Importantly, I think, the Google News news aggregation algorithm counters that demand side concentration somewhat. As reported by Newsknife, the top twenty sources appearing in Google News are also dominated by mainstream U.S. news media. However, they also include Reuters, Al-Jazeera, BBC News, and Guardian Unlimited, all based outside the United States and all presenting perspectives that are often quite different than those of U.S. news media. Those who search for news at Google News are thus potentially exposed to a greater diversity of opinion than online news site readers otherwise partake.
In making it possible for users to search for and to gain access to hundreds of thousands of sound recordings and videos, file trading networks have much in common with search engine aggregators like Google News and, indeed, Google. BigChampagne file trading measurement shows that, as with Google News search results, file trading network downloads are dominated by popular commercial media hits. But peer-to-peer file trading networks also create openings for authors and artists who are not affiliated with major labels, publishers, and studios to reach a sizeable audience. They likewise afford an outlet for the creative appropriations, remixes, and mashups that, through digitally intertwining elements of disparate well-known works, have emerged as a potent art form and occasional vehicle for social critique and political commentary. So alongside their highly controversial facilitation of massive unauthorized copying of copyrighted expression, peer-to-peer file trading networks, like social networking, user-generated content, search engine, and content aggregation sites, may well serve the salutary function of enhancing expressive diversity.
We all have the same 24/7 time limitations on reading, listening, watching, writing, and otherwise communicating, by the various media, subject to variations of health, age, sleep, eating, bathing, interests, etc.

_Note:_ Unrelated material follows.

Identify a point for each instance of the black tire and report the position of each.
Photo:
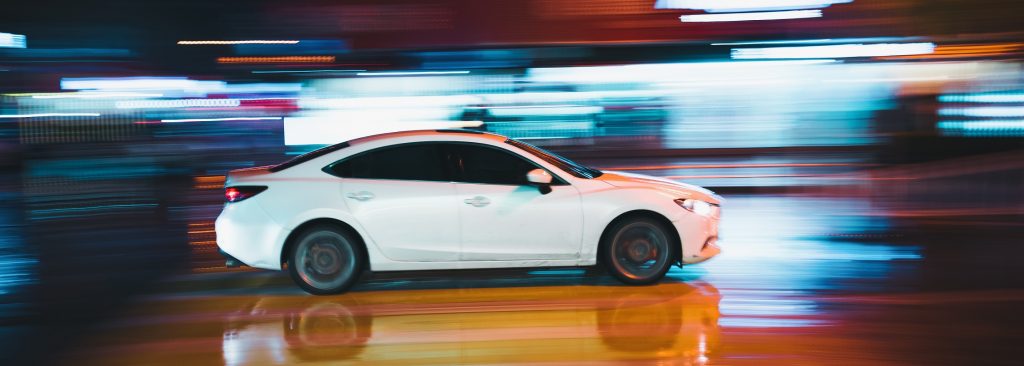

So how does one sift through the available and ever growing information flow from newspapers, other print media, TV, cable, Internet, etc, to obtain meaningful information? We may rely upon certain newspapers, magazines, Internet sources, but these may reflect our biases. So perhaps it is like watching a ping-pong match, going back and forth between the old media and the new media. Information overload means a lot of balls in the air, like when lottery numbers are drawn - the luck of the draw.

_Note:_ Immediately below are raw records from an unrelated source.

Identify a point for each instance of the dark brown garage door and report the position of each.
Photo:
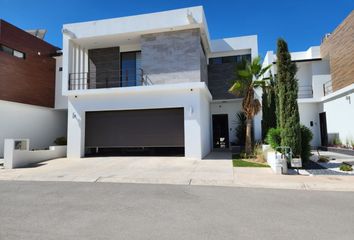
(135, 128)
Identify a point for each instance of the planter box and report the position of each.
(17, 153)
(338, 150)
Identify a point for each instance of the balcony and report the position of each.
(327, 88)
(107, 79)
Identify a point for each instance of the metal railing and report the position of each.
(107, 79)
(305, 92)
(327, 88)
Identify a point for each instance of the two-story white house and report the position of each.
(152, 83)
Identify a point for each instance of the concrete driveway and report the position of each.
(215, 170)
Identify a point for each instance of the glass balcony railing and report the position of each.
(107, 79)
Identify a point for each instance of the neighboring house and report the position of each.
(27, 88)
(326, 85)
(153, 81)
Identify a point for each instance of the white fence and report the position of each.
(17, 153)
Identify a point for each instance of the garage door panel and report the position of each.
(135, 128)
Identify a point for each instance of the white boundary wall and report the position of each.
(15, 158)
(40, 124)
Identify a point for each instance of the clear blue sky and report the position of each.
(301, 22)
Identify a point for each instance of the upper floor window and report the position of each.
(12, 52)
(230, 59)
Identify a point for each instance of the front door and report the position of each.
(323, 129)
(220, 131)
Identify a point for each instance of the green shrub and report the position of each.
(306, 137)
(273, 137)
(241, 128)
(60, 141)
(345, 167)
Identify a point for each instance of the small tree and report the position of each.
(244, 84)
(287, 86)
(269, 116)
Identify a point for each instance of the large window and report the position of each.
(230, 59)
(12, 52)
(130, 68)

The post provides an excellent view of the abstract dynamic of capital in media. One of the changes I am waiting to observe in internet search algorithms would be a way to delinearize our options to scan found document summaries. So, when a Google search finds 5,000 articles responsive to our search string, we would have more options than clicking through 500 screens of summaries for relevant articles, say, by letting us jump instantly to the page summarizing documents 4500-4550. There is some excellent legal and historical research online now, but the searchengines have yet to devise creative new ways to texturize our browsing. My preferences as a visitor rather than employee of such companies is to let them develop their own corporate character without input, yet, reinventing companies is fun work sometimes. I was surprised to see Microsoft relax its interest in Yahoo recently; perhaps MS has its own fallback plans for other ways to invest.